As the Assistant Chief Constable states, “Preservation of life will always be policing’s number one priority and that has not changed”, so whilst we acknowledge the request for police to drive ambulances and have not ruled this out entirely, first and foremost is our duty to ensure we have the capability to deliver our core service, something that at present is a struggle across all forces.
Police officers driving ambulances may make sense to some; many officers are uniquely qualified to drive both emergency service vehicles, but this is where any similarity ends. It’s important to remember every officer that would be driving an ambulance is an officer not preforming their police duties.
I have genuine concern for any officer who may be exposed to medical emergencies they are not qualified to act on. The human consequences are awful to imagine, but we must consider the legal responsibilities and practicalities too. Should a patient die in the presence of a police officer, or within a period of time of being with a police officer, that officer is referred to the Independent Office for Police Conduct for investigation.
The physical strain, mental pressures and legal worries are real world concerns for all our members, and it is my responsibility to give voice to these concerns whilst allowing members the freedom to make their own decisions.
Branches have already been in touch to tell us that they are running minimum staffing levels for their patrols - some have said they cannot even fill the minimum staffing level requirements. Things are so bad, we are told by those on the front line, that rest days are being cancelled up to six months in advance. Adding more pressure over the coming weeks as we are asked to pick up extra work outside of traditional policing, moves us ever closer towards a tipping point.
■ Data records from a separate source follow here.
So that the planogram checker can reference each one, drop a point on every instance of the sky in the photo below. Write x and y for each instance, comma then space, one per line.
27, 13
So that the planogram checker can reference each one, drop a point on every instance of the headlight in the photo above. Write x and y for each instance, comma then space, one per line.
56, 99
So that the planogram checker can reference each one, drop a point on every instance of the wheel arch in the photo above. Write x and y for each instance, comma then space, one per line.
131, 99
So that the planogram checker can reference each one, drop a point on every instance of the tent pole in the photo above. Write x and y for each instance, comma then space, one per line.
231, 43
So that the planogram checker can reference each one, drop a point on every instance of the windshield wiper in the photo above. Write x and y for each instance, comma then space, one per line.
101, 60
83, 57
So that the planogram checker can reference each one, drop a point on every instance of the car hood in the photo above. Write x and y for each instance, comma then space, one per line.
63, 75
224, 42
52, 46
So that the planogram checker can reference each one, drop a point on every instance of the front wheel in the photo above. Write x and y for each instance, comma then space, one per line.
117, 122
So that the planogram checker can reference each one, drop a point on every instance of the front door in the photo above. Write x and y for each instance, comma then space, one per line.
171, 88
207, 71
I am mindful, too, of unforeseen and unintended consequences of such action, just as we are now experiencing as a result of the junior criminal barristers strike action that took place six months ago. The announcement that 400 police cells be used as an overspill for the prison service is disturbing enough, but a little investigation reveals a surprising genesis for this requirement.
Justice Minister Damian Hinds argued that the unusually high surge in prisoners was in part due to a backlog of outstanding court cases caused by the strike action taken by junior barristers.
There is a theme here, not only are the police expected to pick up the direct slack caused by other public sector workers going on strike, but there are too, very tangible, knock-on impacts for policing that may not be immediately obvious. No one could have imagined that a strike of junior barristers in June 2022 would have such an impact six months down the line on policing. I fear for future impacts from the request to put officers in ambulances.
Strike action impacts the public in varying degrees, but the police service is always impacted. This impact is perhaps to face its biggest challenge to date as a level of strikes unseen for 30 years are set to take place over the coming months. We will always uphold the law, but as the law evolves to deal with such action, our responsibilities are changed, often increased, perhaps without sufficient Government oversight into supporting these increased responsibilities.
As the police are called upon to cover more and more public sector workers, I have serious concern for what this may bring all our members, now and down the line.